Review Article12 (4), e007811

JOURNAL:Circulation. Article Link

Clopidogrel Pharmacogenetics: State-of-the-Art Review and the TAILOR-PCI Study

NL Pereira, CS Rihal, DYF So et al. Keywords: clinical trial; clopidogrel; cytochrome P450 CYP2C19; drug labeling; genetics; humans; pharmacogenetics

ABSTRACT


Common genetic variation in CYP2C19 (cytochrome P450, family 2, subfamily C, polypeptide 19) *2 and *3 alleles leads to a loss of functional protein, and carriers of these loss-of-function alleles when treated with clopidogrel have significantly reduced clopidogrel active metabolite levels and high on-treatment platelet reactivity resulting in increased risk of major adverse cardiovascular events, especially after percutaneous coronary intervention.
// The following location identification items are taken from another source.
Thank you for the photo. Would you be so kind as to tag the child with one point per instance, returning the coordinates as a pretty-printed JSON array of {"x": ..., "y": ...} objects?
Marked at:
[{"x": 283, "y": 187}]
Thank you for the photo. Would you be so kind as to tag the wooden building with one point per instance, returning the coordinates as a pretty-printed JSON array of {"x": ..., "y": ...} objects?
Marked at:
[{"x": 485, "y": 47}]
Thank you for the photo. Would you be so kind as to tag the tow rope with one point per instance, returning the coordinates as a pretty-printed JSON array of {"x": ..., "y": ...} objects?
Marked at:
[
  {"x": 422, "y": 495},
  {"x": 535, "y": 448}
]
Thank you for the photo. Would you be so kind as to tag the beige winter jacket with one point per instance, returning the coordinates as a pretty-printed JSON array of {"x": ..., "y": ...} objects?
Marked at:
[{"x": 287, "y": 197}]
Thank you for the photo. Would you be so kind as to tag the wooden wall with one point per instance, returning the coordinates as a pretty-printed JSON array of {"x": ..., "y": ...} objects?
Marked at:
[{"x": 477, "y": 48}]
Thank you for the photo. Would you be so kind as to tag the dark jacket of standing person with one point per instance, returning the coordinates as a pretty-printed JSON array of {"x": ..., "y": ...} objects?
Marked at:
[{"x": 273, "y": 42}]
The Food and Drug Administration has issued a black box warning advising practitioners to consider alternative treatment in CYP2C19 poor metabolizers who might receive clopidogrel and to identify such patients by genotyping. However, routine clinical use of genotyping for CYP2C19 loss-of-function alleles in patients undergoing percutaneous coronary intervention is not recommended by clinical guidelines because of lack of prospective evidence. To address this critical gap, TAILOR-PCI (Tailored Antiplatelet Initiation to Lessen Outcomes due to Decreased Clopidogrel Response After Percutaneous Coronary Intervention) is a large, pragmatic, randomized trial comparing point-of-care genotype-guided antiplatelet therapy with routine care to determine whether identifying CYP2C19 loss-of-function allele patients prospectively and prescribing alternative antiplatelet therapy is beneficial.